03/04/2026
Nous sommes réunis aujourd’hui pour protester contre la décision de fermer une classe dans notre école.
Aujourd’hui, notre école accueille 172 enfants répartis en 8 classes.
À la rentrée prochaine, il est prévu 171 enfants…
mais seulement 7 classes.
Un enfant en moins.
Une classe en moins.
Cette décision est incompréhensible.
Elle est inacceptable.
Déjà, en septembre 2025, nous avons dû fusionner l’école maternelle et l’école élémentaire pour éviter une fermeture.
Nous avons fait des efforts.
Aujourd’hui, on nous en demande encore.
Jusqu’où faudra-t-il aller ?
Dans notre commune, deux écoles sont désormais menacées de perdre chacune une classe.
Et pourtant, nous le savons : ici, les effectifs évoluent, notamment avec la présence de nombreuses familles de militaires.

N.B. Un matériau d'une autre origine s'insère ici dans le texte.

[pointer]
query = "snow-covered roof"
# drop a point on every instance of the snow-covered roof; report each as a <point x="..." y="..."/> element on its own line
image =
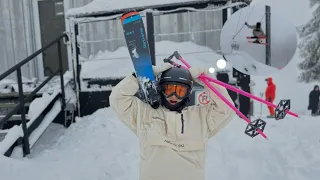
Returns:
<point x="99" y="7"/>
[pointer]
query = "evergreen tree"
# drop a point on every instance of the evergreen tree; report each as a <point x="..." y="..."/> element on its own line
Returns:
<point x="309" y="47"/>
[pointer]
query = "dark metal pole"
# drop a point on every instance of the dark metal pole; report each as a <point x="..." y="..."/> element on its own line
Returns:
<point x="63" y="100"/>
<point x="268" y="35"/>
<point x="26" y="145"/>
<point x="150" y="36"/>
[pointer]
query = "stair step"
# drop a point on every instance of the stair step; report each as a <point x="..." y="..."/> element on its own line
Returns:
<point x="14" y="117"/>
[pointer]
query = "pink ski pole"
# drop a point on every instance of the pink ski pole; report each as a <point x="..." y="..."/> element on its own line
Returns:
<point x="230" y="105"/>
<point x="233" y="88"/>
<point x="245" y="93"/>
<point x="221" y="96"/>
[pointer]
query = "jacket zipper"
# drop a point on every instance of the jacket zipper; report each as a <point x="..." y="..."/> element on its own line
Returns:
<point x="182" y="124"/>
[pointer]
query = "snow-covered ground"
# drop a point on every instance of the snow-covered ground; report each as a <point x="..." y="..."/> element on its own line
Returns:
<point x="101" y="148"/>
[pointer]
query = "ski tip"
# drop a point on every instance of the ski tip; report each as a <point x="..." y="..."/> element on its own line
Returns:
<point x="128" y="14"/>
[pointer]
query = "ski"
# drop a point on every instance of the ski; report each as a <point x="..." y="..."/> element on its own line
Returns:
<point x="135" y="37"/>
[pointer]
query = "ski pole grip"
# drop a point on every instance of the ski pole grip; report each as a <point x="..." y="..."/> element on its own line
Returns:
<point x="177" y="55"/>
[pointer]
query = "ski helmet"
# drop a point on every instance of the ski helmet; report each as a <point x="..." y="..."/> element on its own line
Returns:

Ces réalités ne sont pas prises en compte.
Fermer une classe, ce n’est pas une ligne sur un tableau.
C’est plus d’enfants par classe.
C’est moins de temps pour chacun.
C’est moins d’attention pour les enfants qui en ont le plus besoin.
C’est des enseignants sous pression, épuisés, parfois non remplacés.
Et une chose doit être dite clairement :
nous soutenons pleinement nos enseignants.
Parce qu’ils tiennent l’école à bout de bras.
Parce qu’ils subissent des décisions prises loin du terrain.
Parce qu’ils refusent, comme nous, de voir les conditions d’accueil se dégrader.
Et surtout, nous refusons une chose : le fatalisme.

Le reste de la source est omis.